Dean, the former mayor, questioned why councilmembers waited until one month before Election Day to announce their plans for the tax revenue when they could have done so during budget negotiations last June. 

Noting that the city council had already given Kamlarz the authority to exact $300,000 in cuts to fire services, Dean charged that the vote on Tuesday amounted to nothing more than political theater aimed in part at presenting a dire budgetary scenario to voters. 

“I think it’s an out-and-out ploy to frighten people so they can pass the taxes,” she said. 

But Councilmember Gordon Wozniak, who supports the tax, said the proposal “made sense” and that when the council placed the tax on the ballot, the implicit assumption was that the money would go to save public safety programs. 

Should the council approve the city manager’s intention to use the tax to restore the truck company, Dong said the firefighters would likely endorse it. 

The current plan would reduce the hours of the truck company at Station Two on Berkeley Way and Henry Street, leaving Station 4 on Shattuck Avenue and Derby Street as the city’s only night truck company. 

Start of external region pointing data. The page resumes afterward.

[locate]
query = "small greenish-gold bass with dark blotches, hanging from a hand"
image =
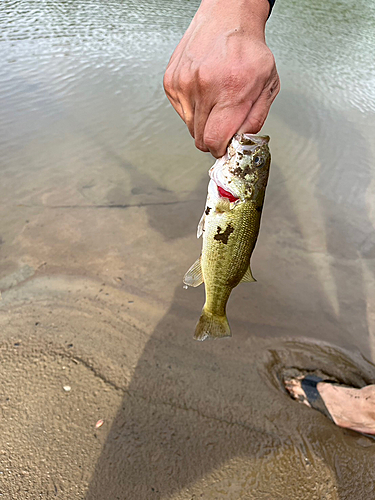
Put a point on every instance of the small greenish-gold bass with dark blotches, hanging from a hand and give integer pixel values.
(229, 228)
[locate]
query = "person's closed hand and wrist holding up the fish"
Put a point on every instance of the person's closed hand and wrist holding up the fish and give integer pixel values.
(222, 77)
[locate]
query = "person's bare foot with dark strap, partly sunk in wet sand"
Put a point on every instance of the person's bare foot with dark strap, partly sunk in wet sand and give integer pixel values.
(347, 407)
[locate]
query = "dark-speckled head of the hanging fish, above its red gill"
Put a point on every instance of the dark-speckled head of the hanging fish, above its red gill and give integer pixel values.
(243, 170)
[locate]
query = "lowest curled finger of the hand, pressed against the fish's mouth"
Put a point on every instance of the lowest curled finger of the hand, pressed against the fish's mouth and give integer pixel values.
(221, 125)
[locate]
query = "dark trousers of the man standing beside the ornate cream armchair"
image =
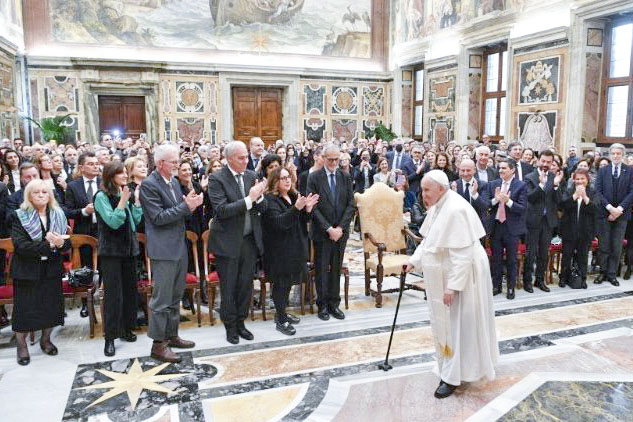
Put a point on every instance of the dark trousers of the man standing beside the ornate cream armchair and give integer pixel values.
(328, 258)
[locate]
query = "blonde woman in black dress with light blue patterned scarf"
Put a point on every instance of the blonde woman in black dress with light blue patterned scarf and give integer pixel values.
(38, 231)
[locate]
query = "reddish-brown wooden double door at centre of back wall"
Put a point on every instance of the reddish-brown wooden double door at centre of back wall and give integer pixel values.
(257, 112)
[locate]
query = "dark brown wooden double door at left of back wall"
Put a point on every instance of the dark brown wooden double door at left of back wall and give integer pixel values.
(123, 113)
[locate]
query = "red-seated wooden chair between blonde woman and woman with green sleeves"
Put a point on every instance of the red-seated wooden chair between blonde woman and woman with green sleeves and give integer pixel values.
(77, 241)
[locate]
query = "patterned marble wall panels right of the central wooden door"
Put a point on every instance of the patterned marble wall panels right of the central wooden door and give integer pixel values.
(341, 110)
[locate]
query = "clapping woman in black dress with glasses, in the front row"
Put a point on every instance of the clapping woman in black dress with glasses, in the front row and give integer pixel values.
(284, 226)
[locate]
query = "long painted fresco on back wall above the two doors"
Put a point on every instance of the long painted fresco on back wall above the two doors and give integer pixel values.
(313, 27)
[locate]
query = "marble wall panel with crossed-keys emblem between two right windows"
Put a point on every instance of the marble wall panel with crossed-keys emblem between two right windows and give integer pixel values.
(537, 114)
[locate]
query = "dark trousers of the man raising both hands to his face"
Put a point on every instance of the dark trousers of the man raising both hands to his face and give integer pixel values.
(537, 243)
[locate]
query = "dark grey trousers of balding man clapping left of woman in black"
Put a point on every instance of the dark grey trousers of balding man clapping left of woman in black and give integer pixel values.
(236, 283)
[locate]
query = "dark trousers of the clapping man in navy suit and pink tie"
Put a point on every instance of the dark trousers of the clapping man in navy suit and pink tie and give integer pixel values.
(502, 238)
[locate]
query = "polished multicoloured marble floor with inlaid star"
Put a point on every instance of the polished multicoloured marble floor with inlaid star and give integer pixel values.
(566, 356)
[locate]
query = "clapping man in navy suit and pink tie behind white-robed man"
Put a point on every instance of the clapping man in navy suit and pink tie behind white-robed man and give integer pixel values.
(507, 224)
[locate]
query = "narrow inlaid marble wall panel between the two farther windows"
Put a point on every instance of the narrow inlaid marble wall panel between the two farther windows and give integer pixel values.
(440, 106)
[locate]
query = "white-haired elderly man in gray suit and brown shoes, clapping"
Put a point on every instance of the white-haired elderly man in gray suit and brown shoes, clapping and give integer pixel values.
(165, 212)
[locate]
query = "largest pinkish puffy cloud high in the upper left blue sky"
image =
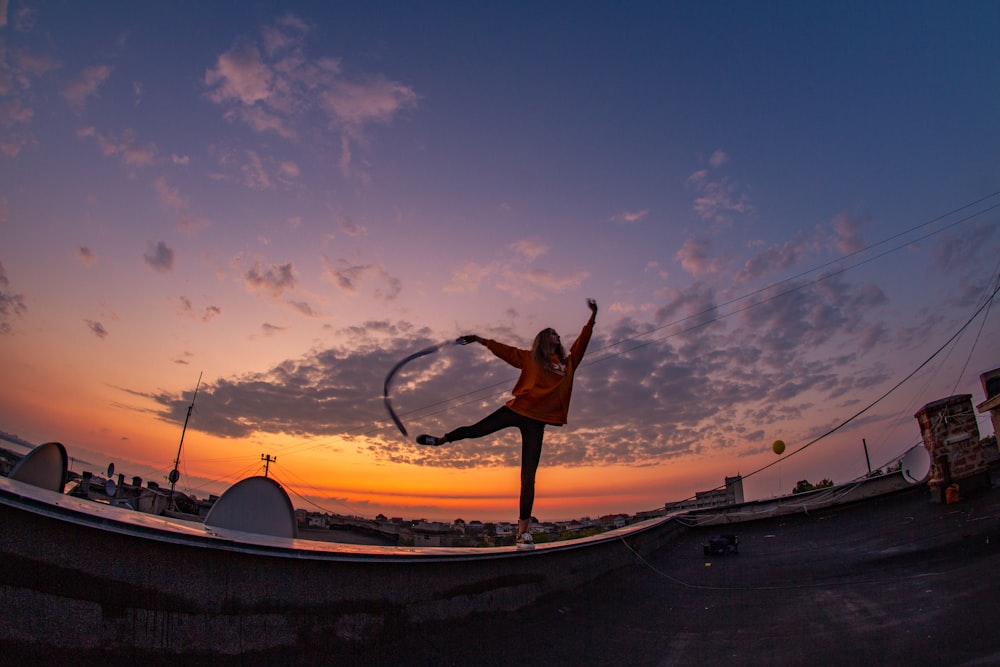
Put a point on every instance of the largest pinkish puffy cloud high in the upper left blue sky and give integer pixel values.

The loss of a second truck will change the department’s response to fires, Acting Chief David Orth said. Currently for a two-alarm fire the department dispatches five engine companies and two trucks. If the truck company is cut, he said, the department would send out six engine companies and one truck, which might limit the department’s ability to get on top of a fire and control it quickly. 

According to a report Orth delivered to the council, over the last three years, the department has only needed a second ladder truck between 10 and 12 times a year. When the need for a second truck arises, Berkeley would rely on a neighboring department, Orth said. Response time for mutual aid from North Oakland averages 10 minutes for South Berkeley and 20 minutes for North Berkeley, he said.